In some cases, structural issues in the lumbar spine can surely create pain. This we know. However, in these cases, the process of generated symptomology can be correlated accurately to the causative condition through objective scientific methods. In our decades of experience, we estimate that somewhere between 2% to 5% of chronic lower back pain patients actually receive accurate structural diagnoses. The rest are given inaccurate explanations for their pain or have their pain blamed (fairly or unfairly) on nonstructural issues or anatomical issues that reside outside the spine.
Severe Lower Back Pain Solutions
This is our twelfth year of actively fighting the injustices of the back pain diagnostic arena as a formally organized network of care providers and medical researchers. Individually, we have been working to better the treatment results for tens of thousands of patients for many more years than this. We are sad to report that our efforts simply can not match the powerful, greedy financial motivations held in such high position by many doctors and therapists who treat these same structural issues without any evidence of them being the true cause of pain.
We have made great headway in reaching doctors on a scientific level and have seen our efforts rewarded in many studies that support our work and research conclusions. Doctors are slowly moving away from old and incorrect models of pain, but are still looking for substitute solutions that will guarantee profitable careers treating “something”, regardless of what that “something” turns out to be or the accuracy of the diagnostic presumptions. It has become a case of replacing yesterday’s mistakes with all new blunders today, in many scenarios… New diagnostic conclusions have emerged to explain many types of pain and these too are suspect in so many patient profiles: thoracic outlet syndrome, piriformis syndrome, sciatica as a separate diagnosis, and the dreaded fibromyalgia. Meanwhile, logical diagnoses, such as tension myositis syndrome, are virtually unknown in the mainstream medical community.
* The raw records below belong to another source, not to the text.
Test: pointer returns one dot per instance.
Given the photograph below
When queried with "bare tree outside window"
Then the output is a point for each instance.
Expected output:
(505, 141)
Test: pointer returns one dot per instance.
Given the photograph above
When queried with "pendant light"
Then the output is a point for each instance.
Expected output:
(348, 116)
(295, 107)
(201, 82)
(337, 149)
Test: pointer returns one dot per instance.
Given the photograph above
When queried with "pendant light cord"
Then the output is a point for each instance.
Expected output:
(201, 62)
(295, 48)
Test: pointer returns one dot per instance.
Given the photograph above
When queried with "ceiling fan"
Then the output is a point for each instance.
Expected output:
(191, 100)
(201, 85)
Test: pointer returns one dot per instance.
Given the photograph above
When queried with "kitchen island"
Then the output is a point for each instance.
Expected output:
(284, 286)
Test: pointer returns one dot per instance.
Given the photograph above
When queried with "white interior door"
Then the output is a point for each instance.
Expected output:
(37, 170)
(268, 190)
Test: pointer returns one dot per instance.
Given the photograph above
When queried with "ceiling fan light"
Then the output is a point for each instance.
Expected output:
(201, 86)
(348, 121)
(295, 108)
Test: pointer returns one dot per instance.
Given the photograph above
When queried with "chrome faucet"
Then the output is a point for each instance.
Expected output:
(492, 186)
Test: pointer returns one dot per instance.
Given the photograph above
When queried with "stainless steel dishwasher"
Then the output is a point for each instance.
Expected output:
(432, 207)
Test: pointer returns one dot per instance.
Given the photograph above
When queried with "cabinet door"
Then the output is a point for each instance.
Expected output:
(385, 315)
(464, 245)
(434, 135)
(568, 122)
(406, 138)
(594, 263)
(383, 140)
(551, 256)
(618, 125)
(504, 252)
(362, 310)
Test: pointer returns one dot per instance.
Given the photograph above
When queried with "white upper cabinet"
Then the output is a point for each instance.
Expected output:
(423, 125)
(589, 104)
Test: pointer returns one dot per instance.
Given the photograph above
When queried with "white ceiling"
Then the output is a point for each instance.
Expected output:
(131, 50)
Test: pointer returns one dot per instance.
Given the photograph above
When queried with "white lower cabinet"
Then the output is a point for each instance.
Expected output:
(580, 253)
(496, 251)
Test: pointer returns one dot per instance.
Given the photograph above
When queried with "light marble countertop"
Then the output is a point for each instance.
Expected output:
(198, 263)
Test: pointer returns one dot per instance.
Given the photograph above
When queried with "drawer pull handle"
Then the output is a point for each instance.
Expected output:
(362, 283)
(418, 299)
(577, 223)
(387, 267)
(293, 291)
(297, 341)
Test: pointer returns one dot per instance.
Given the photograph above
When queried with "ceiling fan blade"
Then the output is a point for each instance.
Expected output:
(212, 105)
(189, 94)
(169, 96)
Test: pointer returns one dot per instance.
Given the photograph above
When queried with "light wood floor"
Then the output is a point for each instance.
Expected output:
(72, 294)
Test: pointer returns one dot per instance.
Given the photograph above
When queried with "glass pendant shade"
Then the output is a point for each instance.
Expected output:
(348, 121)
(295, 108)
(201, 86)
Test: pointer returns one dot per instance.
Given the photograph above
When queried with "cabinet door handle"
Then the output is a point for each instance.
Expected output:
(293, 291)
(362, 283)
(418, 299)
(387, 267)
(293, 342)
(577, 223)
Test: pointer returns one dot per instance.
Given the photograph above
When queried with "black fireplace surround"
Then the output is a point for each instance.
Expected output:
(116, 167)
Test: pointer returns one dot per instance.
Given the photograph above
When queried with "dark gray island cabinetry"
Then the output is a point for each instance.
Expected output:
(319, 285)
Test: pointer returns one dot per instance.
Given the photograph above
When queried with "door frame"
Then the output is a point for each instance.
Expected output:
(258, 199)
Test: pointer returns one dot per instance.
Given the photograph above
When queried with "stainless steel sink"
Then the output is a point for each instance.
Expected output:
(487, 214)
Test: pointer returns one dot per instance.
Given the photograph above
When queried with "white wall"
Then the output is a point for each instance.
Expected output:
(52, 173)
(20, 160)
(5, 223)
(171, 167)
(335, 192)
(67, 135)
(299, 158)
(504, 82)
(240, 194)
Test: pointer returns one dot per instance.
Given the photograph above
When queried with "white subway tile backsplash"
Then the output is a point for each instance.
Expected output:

We do have more hope than ever before. Many young doctors are leaving behind the old ideas that have proven themselves to be incorrect through their inefficacy. These young doctors see the logic in many nonstructural and mindbody models of pain and are slowly developing their own treatment parameters to combat these pain syndrome that have up-until-now, fallen through the cracks.
We hope that this trend will continue and that the lower back pain epidemic will subside. We just hope that when it does, whatever health issue becomes the newest manifestation of internalized tension will be recognized for what it truly is, and not misrepresented as yet another structural issue that must be dealt with through endless drugs, barbaric surgery and other risky and anatomically-punishing interventions.